Combat boots just got cooler

Amadeus Smith

Army testing boots that will help cool troops

New cool combat boots went through a second round of pilot testing after equipment malfunctions shut down initial testing.

The School of Exercise, Leisure and Sports is working with the United States Army Research Institute of Environmental Medicine to develop a boot that keeps a constant flow of water over the foot through tubing enclosed in the insole. In theory, the cool water (20 degrees Celsius) will extract heat from the body by taking warm temperatures from the foot and replacing it with a cooler temperature.

“The cold water temperature and the flow of the water work together to let the blood in the foot cool down before it returns to the core of the body,” graduate student Rob Demes said.

Demes and graduate student Greg Farnell found that the boot seemed successful in a few short tests preceding the equipment break.

“The tests went for five minutes each,” Farnell said. “My feet and my head got cooler in that time.”

Testing will involve up to 10 volunteers walking in a warm environmental chamber for 40 minutes while researchers monitor skin temperature, core temperature, metabolic rate, heart rate and thermalsensation at different points in the exercise.

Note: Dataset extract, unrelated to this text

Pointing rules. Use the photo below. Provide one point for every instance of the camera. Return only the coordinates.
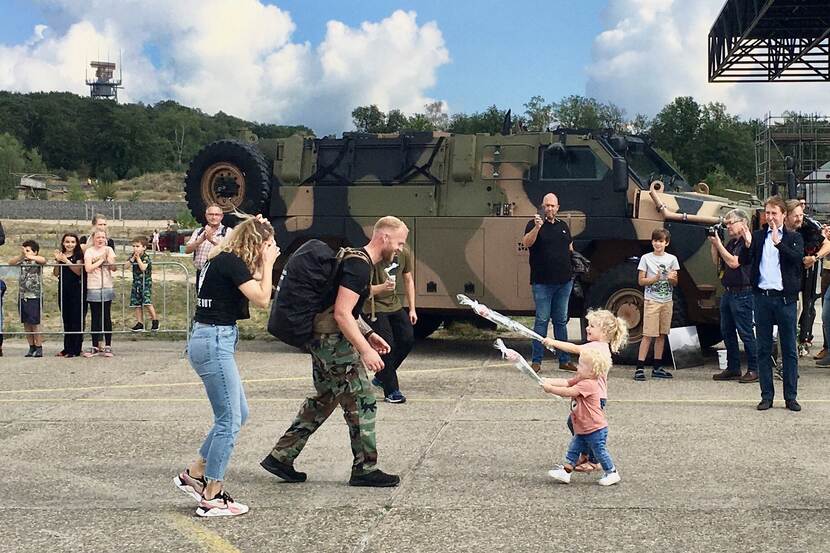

Volunteers will go through one trial wearing the boots and another wearing a head cooling system. Researchers will also administer a placebo test in which the volunteers will wear the equipment but researchers won’t provide cool water.

The new boots may replace the head cooling system which is efficient in extracting heat but is heavy and uses too much power to meet clothing system needs, according to the experiment’s protocol.

Maj. Aaron McPeake, who did a tour in Iraq from February 2004 to Mach 2005, said pilots don’t have to worry about energy supply for a refrigerated vest because it is attached to the aircraft but it can pose a problem for soldiers on the ground.

“It gets hot in the aircraft, but to add to the heat soldiers on the ground sometimes carry 20 pounds worth of equipment,” McPeake said.

Ultimately, researchers believe the boots will be more energy efficient while providing the same “subjective thermal comfort” as the head cooling system.

“The boot isn’t patented yet because the boot is an idea. We have to determine if the system will work first,” exercise science professor Ellen Glickman said.

Contact school of exercise, leisure and sports reporter Amadeus Smith at .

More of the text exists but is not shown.